IFRS (International Financial Reporting Standard) merupakan standar pencatatan dan pelaporan akuntansi yang berlaku secara internasional yang dikeluarkan oleh International Accounting Standard Boards (IASB), sebuah lembaga internasional yang bertujuan untuk mengembangkan suatu standar akuntansi yang tinggi, dapat dimengerti, diterapkan, dan diterima secara internasional. IFRS dibuat dengan tujuan memberikan kumpulan standar penyusunan laporan keuangan perusahaan di seluruh dunia. Perusahaan dapat menghasilkan laporan keuangan yang berkualitas tinggi, dapat diperbandingkan dan transparan yang digunakan oleh investor di pasar modal dunia maupun pihak-pihak yang berkepentingan lainnya (stakeholder). Saat ini banyak negara-negara di Eropa, Asia, Afrika, Oseania dan Amerika yang menerapkan IFRS. Standar akuntansi internasional (International Accounting Standards/IAS) disusun oleh 4 organisasi utama dunia, yaitu Badan Standar Akuntansi Internasional (IASB), Komisi Masyarakat Eropa (EC), Organisasi Internasional Pasar Modal (IOSOC) dan Federasi Akuntansi Internasional (IFAC).

Seiring dengan perkembangan kegiatan ekonomi yang global menuntut adanya suatu standard akuntansi internasional yang dapat diterima dan dapat dipahami secara internasional, maka dibuatlah suatu standard internasional yaitu IFRS. Dimana tujuan dari konvergensi ini adalah agar informasi keuangan yang dihasilkan dapat diperbandingkan, mempermudah dalam melakukan analisis kompetitif dan hubungan baik dengan pelanggan, supplier, investor dan kreditor.

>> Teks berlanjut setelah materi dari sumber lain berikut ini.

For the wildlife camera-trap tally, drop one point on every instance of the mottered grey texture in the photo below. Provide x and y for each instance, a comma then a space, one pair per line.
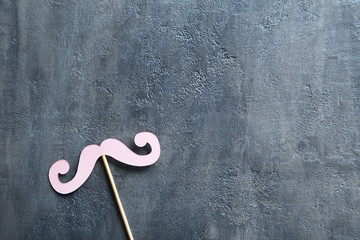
256, 105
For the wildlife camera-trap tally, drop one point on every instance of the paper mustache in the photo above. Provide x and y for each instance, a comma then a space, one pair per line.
110, 147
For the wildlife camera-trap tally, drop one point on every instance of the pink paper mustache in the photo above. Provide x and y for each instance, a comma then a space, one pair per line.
110, 147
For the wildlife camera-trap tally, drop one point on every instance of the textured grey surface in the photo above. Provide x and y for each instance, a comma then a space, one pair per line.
256, 105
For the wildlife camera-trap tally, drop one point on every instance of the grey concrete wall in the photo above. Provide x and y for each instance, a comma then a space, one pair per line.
256, 105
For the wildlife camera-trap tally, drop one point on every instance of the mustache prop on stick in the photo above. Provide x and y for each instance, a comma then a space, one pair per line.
113, 148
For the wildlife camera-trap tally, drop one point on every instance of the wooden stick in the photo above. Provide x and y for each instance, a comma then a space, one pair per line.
117, 198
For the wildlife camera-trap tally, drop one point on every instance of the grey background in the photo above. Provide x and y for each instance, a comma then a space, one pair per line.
256, 105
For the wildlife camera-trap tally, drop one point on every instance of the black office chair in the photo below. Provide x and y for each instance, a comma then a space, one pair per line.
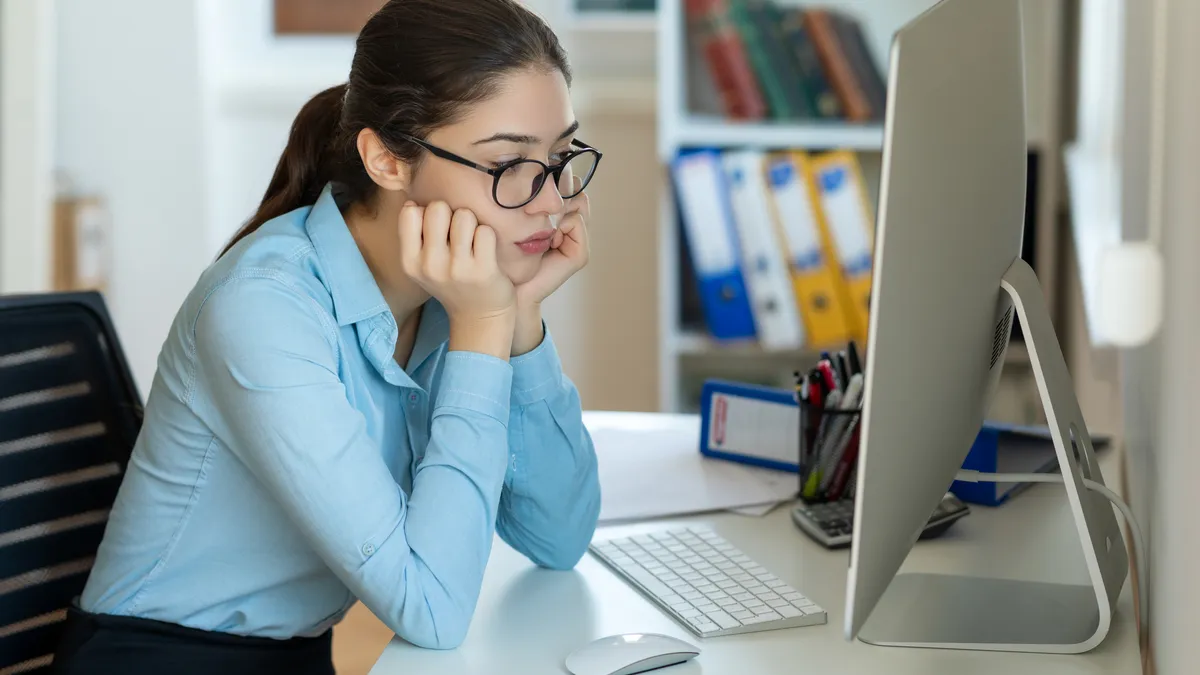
70, 413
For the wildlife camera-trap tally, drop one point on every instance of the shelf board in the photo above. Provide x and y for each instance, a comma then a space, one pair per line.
699, 345
699, 131
613, 22
693, 344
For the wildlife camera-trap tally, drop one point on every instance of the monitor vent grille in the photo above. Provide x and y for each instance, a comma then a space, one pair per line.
1001, 338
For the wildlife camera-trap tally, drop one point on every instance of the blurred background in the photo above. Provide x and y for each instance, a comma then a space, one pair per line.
136, 136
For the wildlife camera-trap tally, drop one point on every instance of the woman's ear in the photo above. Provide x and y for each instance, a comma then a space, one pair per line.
384, 168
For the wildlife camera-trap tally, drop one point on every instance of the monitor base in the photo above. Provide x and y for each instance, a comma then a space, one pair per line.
966, 613
948, 611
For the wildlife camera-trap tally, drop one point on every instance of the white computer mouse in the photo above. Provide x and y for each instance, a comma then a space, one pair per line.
629, 653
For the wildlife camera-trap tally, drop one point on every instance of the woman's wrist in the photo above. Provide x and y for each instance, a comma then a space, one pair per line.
529, 330
491, 335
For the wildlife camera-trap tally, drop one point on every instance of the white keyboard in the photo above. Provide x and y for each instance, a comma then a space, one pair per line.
707, 584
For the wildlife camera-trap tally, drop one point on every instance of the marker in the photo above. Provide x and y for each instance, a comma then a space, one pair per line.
856, 365
828, 376
844, 374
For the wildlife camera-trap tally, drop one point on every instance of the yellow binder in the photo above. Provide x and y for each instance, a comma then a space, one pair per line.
819, 294
850, 225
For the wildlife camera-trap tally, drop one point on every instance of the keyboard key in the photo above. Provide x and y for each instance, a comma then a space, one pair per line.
648, 581
724, 620
762, 619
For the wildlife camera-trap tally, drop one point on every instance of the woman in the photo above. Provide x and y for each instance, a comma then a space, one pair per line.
360, 390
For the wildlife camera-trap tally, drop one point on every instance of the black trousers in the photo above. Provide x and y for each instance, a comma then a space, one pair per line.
95, 644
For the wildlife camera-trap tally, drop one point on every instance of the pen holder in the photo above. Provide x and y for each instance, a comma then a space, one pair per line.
828, 452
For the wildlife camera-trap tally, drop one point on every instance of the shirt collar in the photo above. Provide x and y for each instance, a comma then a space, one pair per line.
349, 280
431, 334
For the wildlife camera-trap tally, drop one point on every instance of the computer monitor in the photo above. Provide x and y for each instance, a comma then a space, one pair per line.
948, 285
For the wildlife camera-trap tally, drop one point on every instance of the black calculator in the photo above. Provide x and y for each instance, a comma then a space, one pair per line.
831, 523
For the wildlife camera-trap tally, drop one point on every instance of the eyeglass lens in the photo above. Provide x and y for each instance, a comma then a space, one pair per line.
521, 181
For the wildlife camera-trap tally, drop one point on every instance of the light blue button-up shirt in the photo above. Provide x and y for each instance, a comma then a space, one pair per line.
288, 466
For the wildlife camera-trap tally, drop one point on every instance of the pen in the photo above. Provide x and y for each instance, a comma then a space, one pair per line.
843, 371
834, 444
856, 365
831, 426
827, 375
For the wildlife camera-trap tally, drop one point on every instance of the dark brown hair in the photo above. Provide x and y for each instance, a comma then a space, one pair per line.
418, 65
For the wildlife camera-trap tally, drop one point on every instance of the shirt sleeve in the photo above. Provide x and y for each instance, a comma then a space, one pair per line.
268, 353
551, 501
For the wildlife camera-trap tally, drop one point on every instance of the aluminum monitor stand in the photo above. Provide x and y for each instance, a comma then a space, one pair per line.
949, 611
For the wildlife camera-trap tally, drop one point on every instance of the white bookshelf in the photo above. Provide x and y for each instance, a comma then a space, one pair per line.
685, 356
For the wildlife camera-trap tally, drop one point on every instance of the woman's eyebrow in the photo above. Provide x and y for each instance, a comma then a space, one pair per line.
526, 139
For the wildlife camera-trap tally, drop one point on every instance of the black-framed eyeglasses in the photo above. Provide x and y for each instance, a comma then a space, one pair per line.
517, 183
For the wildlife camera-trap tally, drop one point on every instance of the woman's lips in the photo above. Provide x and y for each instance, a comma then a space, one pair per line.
538, 243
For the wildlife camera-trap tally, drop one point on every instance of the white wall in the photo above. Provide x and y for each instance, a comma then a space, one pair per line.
27, 143
130, 130
1163, 380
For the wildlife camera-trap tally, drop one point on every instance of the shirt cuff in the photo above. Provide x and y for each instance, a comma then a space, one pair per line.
537, 374
477, 382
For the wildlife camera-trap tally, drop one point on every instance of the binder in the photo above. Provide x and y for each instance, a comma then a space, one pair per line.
851, 225
749, 424
1009, 448
702, 196
820, 293
767, 276
759, 425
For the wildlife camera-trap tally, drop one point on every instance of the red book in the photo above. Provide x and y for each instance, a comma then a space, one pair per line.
726, 58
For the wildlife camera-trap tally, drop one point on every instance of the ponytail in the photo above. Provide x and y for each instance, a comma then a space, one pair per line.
306, 163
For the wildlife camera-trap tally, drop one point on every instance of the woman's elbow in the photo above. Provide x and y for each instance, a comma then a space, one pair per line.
442, 629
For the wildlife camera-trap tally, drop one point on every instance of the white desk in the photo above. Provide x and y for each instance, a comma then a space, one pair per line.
529, 619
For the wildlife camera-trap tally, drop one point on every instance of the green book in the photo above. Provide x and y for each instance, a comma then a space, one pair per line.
777, 72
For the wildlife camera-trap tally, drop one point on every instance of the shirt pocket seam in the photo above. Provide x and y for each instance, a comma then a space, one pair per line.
201, 478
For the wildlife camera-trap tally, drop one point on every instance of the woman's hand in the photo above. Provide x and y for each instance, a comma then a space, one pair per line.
453, 258
568, 254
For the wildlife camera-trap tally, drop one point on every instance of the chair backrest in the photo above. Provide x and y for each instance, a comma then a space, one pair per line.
70, 413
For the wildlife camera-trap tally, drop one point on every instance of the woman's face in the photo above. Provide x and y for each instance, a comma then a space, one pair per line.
529, 118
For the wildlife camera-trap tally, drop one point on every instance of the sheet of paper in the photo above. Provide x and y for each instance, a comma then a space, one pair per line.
651, 467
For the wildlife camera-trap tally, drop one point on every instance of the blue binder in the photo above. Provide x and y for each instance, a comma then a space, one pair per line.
702, 197
1009, 448
759, 425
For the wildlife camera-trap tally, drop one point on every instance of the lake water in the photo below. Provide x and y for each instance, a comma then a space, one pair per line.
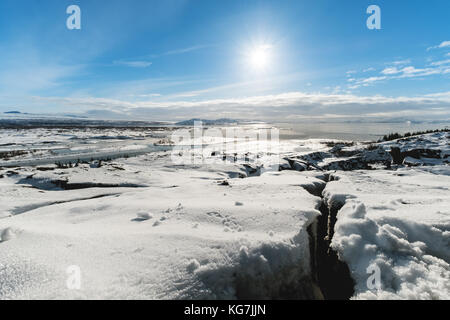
351, 131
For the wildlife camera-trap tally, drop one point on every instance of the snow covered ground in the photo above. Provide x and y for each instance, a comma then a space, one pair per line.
145, 227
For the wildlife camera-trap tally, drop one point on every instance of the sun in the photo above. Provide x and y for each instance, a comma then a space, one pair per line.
259, 57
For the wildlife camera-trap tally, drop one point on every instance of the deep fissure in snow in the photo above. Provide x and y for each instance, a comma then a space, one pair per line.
332, 275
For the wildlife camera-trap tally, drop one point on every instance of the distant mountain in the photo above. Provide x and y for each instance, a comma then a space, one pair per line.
12, 112
222, 121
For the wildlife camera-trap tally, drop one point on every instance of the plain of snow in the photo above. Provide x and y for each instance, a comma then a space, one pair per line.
147, 228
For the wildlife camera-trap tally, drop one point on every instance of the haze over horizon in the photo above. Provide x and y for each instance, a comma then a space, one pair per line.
256, 60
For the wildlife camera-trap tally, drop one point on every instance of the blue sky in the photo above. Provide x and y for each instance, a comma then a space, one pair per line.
173, 59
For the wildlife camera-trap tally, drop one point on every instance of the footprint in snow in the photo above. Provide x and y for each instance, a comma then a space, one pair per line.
143, 216
7, 234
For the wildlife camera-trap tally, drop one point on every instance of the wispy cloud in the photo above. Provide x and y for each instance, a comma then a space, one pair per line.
133, 64
186, 50
440, 63
443, 44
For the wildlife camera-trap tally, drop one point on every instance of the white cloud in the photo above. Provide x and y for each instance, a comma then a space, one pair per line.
401, 62
392, 70
134, 64
443, 44
440, 63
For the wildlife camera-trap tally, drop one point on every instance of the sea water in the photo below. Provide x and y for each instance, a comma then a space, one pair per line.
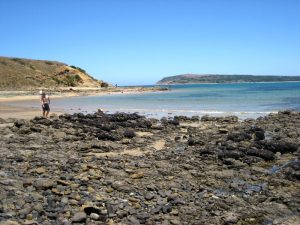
246, 100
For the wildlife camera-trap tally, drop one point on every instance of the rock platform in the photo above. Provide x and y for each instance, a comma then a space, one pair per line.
128, 169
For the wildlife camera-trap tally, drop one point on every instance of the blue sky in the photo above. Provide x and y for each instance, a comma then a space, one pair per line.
132, 42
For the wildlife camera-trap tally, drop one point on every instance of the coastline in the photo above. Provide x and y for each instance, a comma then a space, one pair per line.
260, 82
8, 111
124, 168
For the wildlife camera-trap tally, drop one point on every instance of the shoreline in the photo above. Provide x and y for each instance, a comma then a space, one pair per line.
124, 168
259, 82
8, 111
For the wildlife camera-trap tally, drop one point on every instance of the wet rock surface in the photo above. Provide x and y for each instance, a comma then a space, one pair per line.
127, 169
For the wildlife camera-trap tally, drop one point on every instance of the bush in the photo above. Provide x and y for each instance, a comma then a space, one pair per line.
78, 68
104, 84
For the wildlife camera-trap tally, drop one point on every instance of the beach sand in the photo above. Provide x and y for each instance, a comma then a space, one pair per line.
8, 97
7, 111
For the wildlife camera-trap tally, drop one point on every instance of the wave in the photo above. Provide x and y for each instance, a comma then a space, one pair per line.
189, 112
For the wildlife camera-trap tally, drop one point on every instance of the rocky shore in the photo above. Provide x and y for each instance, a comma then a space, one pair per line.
127, 169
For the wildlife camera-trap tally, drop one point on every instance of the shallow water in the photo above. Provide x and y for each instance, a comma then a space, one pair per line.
246, 100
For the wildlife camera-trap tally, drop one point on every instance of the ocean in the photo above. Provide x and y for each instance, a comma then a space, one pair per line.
245, 100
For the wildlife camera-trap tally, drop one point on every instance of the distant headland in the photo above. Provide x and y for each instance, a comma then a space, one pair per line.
221, 78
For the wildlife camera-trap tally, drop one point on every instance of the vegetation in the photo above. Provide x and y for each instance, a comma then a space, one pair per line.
216, 78
22, 74
78, 68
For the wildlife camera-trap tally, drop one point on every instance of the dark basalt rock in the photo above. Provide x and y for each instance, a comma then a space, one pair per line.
239, 136
230, 154
129, 134
280, 146
265, 154
82, 168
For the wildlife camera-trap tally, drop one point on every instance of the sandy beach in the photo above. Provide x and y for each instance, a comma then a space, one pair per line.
7, 97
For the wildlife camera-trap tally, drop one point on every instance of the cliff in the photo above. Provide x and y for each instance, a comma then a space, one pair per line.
23, 74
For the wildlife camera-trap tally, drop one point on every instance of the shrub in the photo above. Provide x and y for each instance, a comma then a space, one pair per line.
104, 84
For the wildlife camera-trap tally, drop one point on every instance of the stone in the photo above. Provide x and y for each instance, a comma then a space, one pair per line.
94, 216
79, 217
137, 175
43, 183
40, 170
9, 222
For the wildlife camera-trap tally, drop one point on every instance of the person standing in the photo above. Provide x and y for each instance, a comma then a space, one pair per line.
45, 101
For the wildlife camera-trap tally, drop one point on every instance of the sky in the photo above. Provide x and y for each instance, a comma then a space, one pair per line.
138, 42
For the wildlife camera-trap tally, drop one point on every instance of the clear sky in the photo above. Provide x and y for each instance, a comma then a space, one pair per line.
131, 42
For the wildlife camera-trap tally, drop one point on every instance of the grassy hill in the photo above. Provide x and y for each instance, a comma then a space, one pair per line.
24, 74
217, 78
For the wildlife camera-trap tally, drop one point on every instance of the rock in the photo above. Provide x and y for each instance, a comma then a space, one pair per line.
9, 222
149, 196
79, 217
44, 184
239, 136
129, 134
137, 175
94, 216
230, 218
40, 170
265, 154
2, 121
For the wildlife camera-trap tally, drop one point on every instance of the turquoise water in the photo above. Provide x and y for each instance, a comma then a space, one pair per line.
246, 100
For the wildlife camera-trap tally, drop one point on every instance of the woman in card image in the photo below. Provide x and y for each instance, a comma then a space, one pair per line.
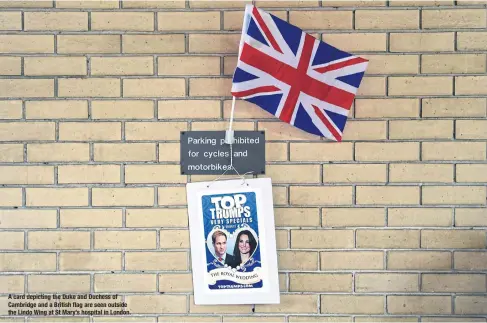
245, 245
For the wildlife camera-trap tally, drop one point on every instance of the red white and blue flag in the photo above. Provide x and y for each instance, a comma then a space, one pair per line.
296, 77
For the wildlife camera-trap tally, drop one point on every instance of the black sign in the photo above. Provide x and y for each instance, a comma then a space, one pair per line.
206, 153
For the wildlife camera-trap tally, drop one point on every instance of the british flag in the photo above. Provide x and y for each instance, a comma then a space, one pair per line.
299, 79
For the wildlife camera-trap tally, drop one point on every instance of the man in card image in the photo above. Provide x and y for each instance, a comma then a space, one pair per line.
219, 239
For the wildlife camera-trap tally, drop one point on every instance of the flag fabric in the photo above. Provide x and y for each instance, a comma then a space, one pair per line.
301, 80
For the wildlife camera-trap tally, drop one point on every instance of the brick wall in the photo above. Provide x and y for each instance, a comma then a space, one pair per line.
390, 222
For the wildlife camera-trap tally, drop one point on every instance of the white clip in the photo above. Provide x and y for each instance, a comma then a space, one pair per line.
229, 138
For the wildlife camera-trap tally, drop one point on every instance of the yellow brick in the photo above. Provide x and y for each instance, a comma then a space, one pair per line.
392, 64
10, 109
11, 20
125, 152
467, 260
470, 85
23, 219
291, 304
58, 152
421, 129
352, 304
454, 107
10, 65
453, 151
26, 175
471, 217
297, 217
153, 44
308, 195
57, 196
156, 260
188, 65
95, 4
399, 195
123, 196
321, 151
276, 151
327, 239
420, 85
209, 86
125, 283
387, 19
471, 305
142, 4
60, 109
354, 173
366, 283
124, 21
422, 42
233, 20
10, 196
171, 21
448, 283
294, 173
284, 131
171, 195
26, 88
365, 130
156, 304
387, 239
125, 240
454, 18
88, 44
320, 282
124, 109
17, 131
321, 19
170, 152
471, 40
55, 66
417, 217
383, 108
27, 44
53, 21
193, 109
122, 66
387, 151
90, 261
11, 240
154, 87
420, 173
419, 260
471, 129
473, 239
297, 260
90, 131
174, 239
78, 174
174, 283
154, 174
419, 304
12, 284
92, 87
367, 42
214, 43
154, 130
27, 261
90, 218
58, 240
58, 283
346, 217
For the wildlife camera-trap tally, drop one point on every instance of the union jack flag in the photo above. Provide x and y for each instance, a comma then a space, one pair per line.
299, 79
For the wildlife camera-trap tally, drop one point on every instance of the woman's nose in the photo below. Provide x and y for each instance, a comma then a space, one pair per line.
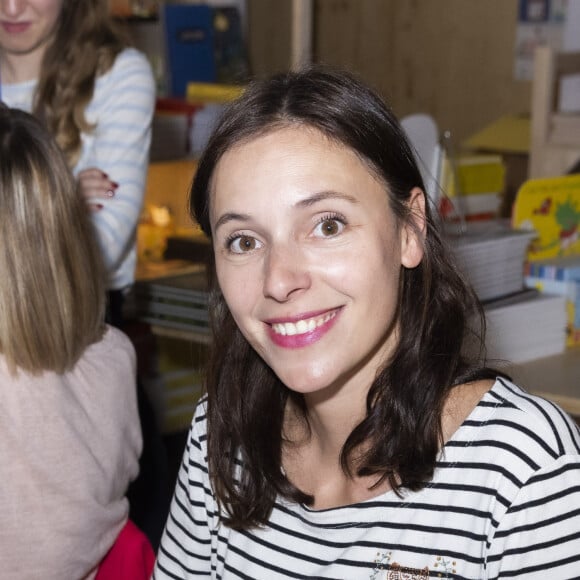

Indonesia sebagai negara yang terus berkembang dan banyaknya transaksi internasional yang dilakukan mengharuskan Indonesia untuk melakukan konvergensi terhadap IFRS. Walaupun sampai saat ini belum semua aturan IFRS di gunakan di Indonesia.

Sasaran konvergensi IFRS yang telah dicanangkan IAI pada tahun 2012 adalah merevisi PSAK agar secara material sesuai dengan IFRS versi 1 Januari 2009 yang berlaku efektif tahun 2011/2012,” demikian disampaikan Ketua DSAK IAI Rosita Uli Sinaga pada Public Hearing Eksposure Draft PSAK 1 (Revisi 2009) tentang Penyajian Laporan Keuangan, di Jakarta Kamis 20 Agustus 2009 lalu.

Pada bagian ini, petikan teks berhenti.